Thursday, September 10, 2015

What the China-Australia FTA can teach other countries


The recent political ruckus in Australia over a new free trade agreement with China has far-reaching implications for other nations. It points to the future of trade talks and the labor migration issues they are likely to present.

     There is no doubt the China-Australia agreement signed earlier this year after a decade of negotiation is groundbreaking. The Chinese market already absorbs nearly a third of Australian exports, and the trade deal removes many impediments to a wider range and quantity of goods and services Australia can now send to China.

     It contains what the Australian negotiators claim is the "best package" in the trade of services that China has agreed with any country, including legal and professional services, health care, elderly care and education. It removes tariffs on the export of nearly all Australian goods to China, and greatly eases quotas and duties on dairy products, lamb and beef, and all horticulture. 

 

Foreign workers welcome?

But there is a big catch in the treaty. In it, Australia has not only replicated labor migration concessions already granted in free trade deals with other countries including Japan, New Zealand, South Korea and Thailand, it has extended them.

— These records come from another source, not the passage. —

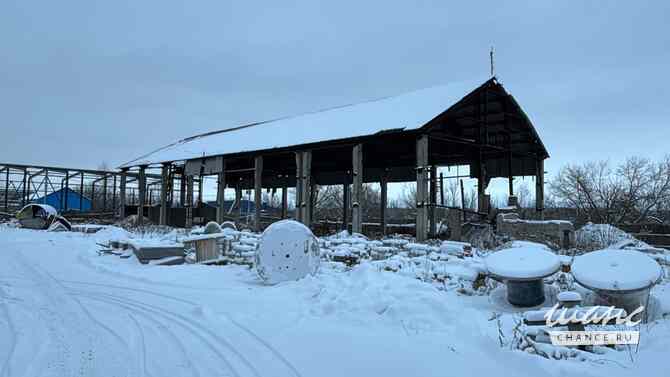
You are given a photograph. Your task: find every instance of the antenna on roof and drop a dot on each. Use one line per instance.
(492, 66)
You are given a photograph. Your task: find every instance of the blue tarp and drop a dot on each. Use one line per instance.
(57, 200)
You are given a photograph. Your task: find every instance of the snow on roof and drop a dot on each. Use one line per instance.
(616, 270)
(407, 111)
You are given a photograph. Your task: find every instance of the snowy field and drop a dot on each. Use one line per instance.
(66, 311)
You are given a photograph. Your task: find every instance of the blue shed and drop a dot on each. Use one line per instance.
(57, 200)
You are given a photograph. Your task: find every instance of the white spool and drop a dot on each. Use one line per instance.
(287, 251)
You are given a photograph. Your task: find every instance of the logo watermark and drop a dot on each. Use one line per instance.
(576, 318)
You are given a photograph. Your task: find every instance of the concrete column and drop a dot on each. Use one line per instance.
(345, 205)
(258, 191)
(432, 221)
(422, 188)
(162, 219)
(221, 193)
(188, 204)
(141, 195)
(298, 186)
(307, 188)
(284, 200)
(383, 201)
(122, 194)
(357, 189)
(182, 189)
(539, 188)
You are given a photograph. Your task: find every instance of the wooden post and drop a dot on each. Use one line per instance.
(422, 188)
(357, 189)
(182, 189)
(298, 186)
(81, 192)
(64, 195)
(188, 204)
(382, 202)
(162, 218)
(539, 188)
(307, 188)
(510, 176)
(104, 193)
(141, 195)
(122, 193)
(7, 190)
(433, 201)
(345, 204)
(284, 200)
(200, 183)
(221, 193)
(258, 191)
(442, 188)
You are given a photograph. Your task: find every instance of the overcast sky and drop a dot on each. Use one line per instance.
(83, 82)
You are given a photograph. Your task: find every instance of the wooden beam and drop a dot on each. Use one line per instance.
(122, 194)
(284, 200)
(307, 188)
(298, 186)
(422, 188)
(357, 189)
(432, 226)
(539, 188)
(188, 203)
(383, 183)
(162, 219)
(258, 191)
(221, 193)
(141, 195)
(346, 193)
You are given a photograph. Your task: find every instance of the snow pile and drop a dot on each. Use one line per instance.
(524, 260)
(602, 236)
(287, 251)
(612, 269)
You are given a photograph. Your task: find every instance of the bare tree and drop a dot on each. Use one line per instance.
(634, 190)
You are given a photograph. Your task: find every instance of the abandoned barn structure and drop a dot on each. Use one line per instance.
(396, 139)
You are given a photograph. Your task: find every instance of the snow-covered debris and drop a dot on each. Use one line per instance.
(287, 251)
(525, 261)
(616, 270)
(604, 236)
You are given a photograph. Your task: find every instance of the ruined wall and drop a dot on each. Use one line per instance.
(557, 233)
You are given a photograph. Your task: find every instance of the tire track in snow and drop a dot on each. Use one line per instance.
(175, 340)
(141, 309)
(6, 371)
(263, 344)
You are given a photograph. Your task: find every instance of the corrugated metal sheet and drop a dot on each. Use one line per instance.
(408, 111)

Specifically, the document includes a provision that allows Chinese businesses engaged in projects in Australia to bring in their own workers, without necessarily making it mandatory for these companies to first establish that Australians cannot do the job.

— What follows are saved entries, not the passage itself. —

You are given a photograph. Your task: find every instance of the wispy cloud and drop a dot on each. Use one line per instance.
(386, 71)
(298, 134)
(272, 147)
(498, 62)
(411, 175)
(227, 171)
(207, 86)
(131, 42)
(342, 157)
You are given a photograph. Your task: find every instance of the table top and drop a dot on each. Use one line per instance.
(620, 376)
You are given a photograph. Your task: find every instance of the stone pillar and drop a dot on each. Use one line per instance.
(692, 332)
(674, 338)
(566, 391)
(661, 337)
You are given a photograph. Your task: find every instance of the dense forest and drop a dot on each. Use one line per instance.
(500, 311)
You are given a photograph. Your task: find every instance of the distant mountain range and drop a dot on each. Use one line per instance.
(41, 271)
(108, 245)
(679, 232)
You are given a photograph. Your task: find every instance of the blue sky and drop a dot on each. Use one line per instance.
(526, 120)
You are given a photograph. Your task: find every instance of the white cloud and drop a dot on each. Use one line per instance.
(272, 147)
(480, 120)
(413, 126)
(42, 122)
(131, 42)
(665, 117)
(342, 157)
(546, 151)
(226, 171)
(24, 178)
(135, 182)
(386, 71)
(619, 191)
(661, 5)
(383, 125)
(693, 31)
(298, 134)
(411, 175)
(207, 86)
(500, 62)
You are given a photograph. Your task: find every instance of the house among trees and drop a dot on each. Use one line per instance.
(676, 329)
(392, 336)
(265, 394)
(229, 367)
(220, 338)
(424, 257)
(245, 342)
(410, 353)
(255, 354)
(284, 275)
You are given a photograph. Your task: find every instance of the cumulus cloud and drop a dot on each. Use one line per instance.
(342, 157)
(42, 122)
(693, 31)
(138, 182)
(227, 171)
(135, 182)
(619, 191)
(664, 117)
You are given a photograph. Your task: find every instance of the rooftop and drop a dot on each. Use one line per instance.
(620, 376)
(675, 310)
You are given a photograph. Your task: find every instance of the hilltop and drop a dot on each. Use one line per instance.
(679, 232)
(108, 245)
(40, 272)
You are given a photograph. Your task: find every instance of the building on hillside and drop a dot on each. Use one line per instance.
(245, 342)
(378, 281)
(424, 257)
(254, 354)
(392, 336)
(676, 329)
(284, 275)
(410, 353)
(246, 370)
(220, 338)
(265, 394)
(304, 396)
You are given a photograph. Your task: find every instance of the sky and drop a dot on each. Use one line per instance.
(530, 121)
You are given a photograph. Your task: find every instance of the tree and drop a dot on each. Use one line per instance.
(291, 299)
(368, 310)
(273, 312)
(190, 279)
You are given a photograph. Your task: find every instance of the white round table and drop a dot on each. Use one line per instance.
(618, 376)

     This is a pertinent debate for the rest of the world. A couple of decades ago, the most difficult issues in trade negotiations were manufacturing tariffs and farm-product quotas. Today, the most difficult issues are in intellectual property -- and the U.S. has been pushing for greater protections in this area, notably in the Trans-Pacific Partnership initiative -- and labor migration.

     For China, labor migration is a big issue. Workers from China are paid less than their peers from more advanced economies and are unlikely to be militant trade unionists. Given that China is often involved in big overseas projects in the resources industry that require many workers in the construction stage, liberal -- albeit temporary -- labor migration concessions are important for Chinese trade negotiators. As China advances, these labor migration issues are likely to become more prominent in its proposals for regional trade agreements.

     The key provisions in the new agreement are hotly debated in Australia, with the Liberal Party-led government insisting that the opposition Labor Party and its trade union supporters are deliberately misinterpreting the deal. There has certainly been a good deal of exaggeration, but there is a little doubt the agreement widens the concessions made in other treaties.

     It is standard for Australia to offer temporary labor migration rights to free trade agreement partners, and without requiring a labor market test. But these provisions typically only apply to management and service staff, not to the wider workforce. The new deal with China allows Chinese investors to negotiate to bring workers into Australia for specific projects. The provision is enshrined in a memorandum of understanding attached to, and inseparable from, the agreement.

     Moreover, it applies to projects worth as little as 150 million Australian dollars ($106.2 million), rather than the A$2 billion stipulated in the existing framework. A participating Chinese company could have a stake of as little as 15% in a project to qualify. The new deal could also apply to most projects, not just those in the resources industry.